Le niveau de qualification joue aussi un rôle : les cadres seniors sont mieux lotis que les ouvriers, mais ressentent d’autant plus la pression de l’âge sur les postes à responsabilité (APEC).

Enfin, les femmes seniors cumulent les freins : en 2023, 21% de chômeuses de plus de 50 ans sont en recherche depuis plus de 2 ans, contre 17% des hommes (Insee). La précarité touche plus fortement les femmes, du fait de carrières plus fragmentées.

Changer la donne : comment agir face à la discrimination ?

Si le constat est préoccupant, des leviers efficaces existent pour agir à la fois individuellement et collectivement.

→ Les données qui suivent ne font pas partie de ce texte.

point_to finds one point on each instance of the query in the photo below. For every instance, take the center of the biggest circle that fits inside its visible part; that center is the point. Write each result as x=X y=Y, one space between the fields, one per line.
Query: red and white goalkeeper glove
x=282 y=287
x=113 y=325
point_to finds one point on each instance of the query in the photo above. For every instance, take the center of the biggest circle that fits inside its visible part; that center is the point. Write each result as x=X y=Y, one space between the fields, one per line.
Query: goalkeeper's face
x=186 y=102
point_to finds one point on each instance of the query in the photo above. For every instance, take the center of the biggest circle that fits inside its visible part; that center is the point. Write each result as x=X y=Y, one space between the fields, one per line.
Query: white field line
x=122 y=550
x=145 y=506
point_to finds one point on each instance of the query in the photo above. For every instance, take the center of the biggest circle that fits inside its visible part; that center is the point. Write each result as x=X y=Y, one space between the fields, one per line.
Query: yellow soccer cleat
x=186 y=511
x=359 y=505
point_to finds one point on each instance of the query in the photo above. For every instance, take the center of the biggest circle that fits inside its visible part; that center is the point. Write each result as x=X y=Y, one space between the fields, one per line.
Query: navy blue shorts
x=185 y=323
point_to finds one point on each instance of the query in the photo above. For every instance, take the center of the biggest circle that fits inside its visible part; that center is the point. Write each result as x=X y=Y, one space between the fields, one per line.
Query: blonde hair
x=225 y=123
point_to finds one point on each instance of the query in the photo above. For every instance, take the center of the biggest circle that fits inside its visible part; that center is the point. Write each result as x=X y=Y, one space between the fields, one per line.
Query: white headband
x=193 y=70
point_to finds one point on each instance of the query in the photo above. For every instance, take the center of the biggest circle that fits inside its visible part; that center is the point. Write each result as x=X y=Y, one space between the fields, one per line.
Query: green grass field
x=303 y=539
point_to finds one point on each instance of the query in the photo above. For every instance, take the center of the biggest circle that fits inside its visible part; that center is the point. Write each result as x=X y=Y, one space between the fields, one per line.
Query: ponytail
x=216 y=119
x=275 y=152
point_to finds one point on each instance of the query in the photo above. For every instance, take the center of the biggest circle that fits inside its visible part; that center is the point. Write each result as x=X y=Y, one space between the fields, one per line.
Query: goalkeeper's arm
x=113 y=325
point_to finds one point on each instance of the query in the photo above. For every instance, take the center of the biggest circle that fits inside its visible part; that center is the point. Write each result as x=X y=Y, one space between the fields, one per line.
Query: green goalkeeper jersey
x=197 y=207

  • Droit à l’information et au recours : Le Défenseur des droits peut être saisi en cas de suspicion de discrimination objective ou indirecte. Depuis 2016, plusieurs condamnations d’entreprises ont été prononcées sur le seul critère de l’âge (ex : affaire Capgemini, 2020).
  • Mobiliser son réseau & la cooptation : Près de 38% des recrutements de plus de 50 ans passent par la recommandation ou la cooptation contre seulement 24% chez les plus jeunes (Crédit Agricole études RH, 2023).
  • Se former tout au long de la vie : Profiter des dispositifs de CPF, Pro-A ou initiatives régionales. 1 salarié senior sur 2 qui suit une formation obtient une mobilité professionnelle réelle dans l’année (Institut Montaigne, 2022).
  • Valoriser son expérience différemment : Mise en avant de projets transverses, mentorat, VAE (Validation des acquis de l’expérience)… Une posture de transmission séduit de plus en plus les recruteurs en PME ou ESS.
  • Approcher les secteurs ouverts : Métiers en tension (santé, bâtiments, logistique, services à la personne…), économie sociale et solidaire, conseil… Autant de domaines où l’envie et la disponibilité priment.

Enfin, c’est le regard collectif qu’il faut continuer de faire évoluer : chaque parcours inspire et contribue à briser le cycle de l’auto-censure.

Vers un marché de l’emploi plus inclusif ?

Malgré les inerties, des signaux encourageants émergent sur le marché français : la loi relative à l’index seniors (2023), qui impose la publication d’indicateurs d’emploi des plus de 55 ans dans les grandes entreprises, oblige les employeurs à s’interroger sur leurs pratiques. Certaines grandes sociétés publient désormais leur taux d’embauche après 50 ans, comme Sodexo (14% en 2022) ou Carrefour (12%), incitant leurs pairs à leur emboîter le pas.

Le nombre d’autoentrepreneurs seniors progresse également : +7,5% de micro-entrepreneurs de plus de 55 ans entre 2022 et 2023 (Acoss, 2023). C’est le signe d’une soif d’activité et d’une capacité à réinventer sa place, loin des sentiers balisés.

Changer les mentalités, c’est aussi rappeler la valeur sociale du travail à chaque âge : transmission, stabilité, aptitude à l’effort et à la diversité. S’il reste du chemin à parcourir pour lutter contre les discriminations à l’âge, chaque acte, chaque initiative et chaque parcours contribue à rendre l’environnement de travail plus juste et plus ouvert à toutes les générations.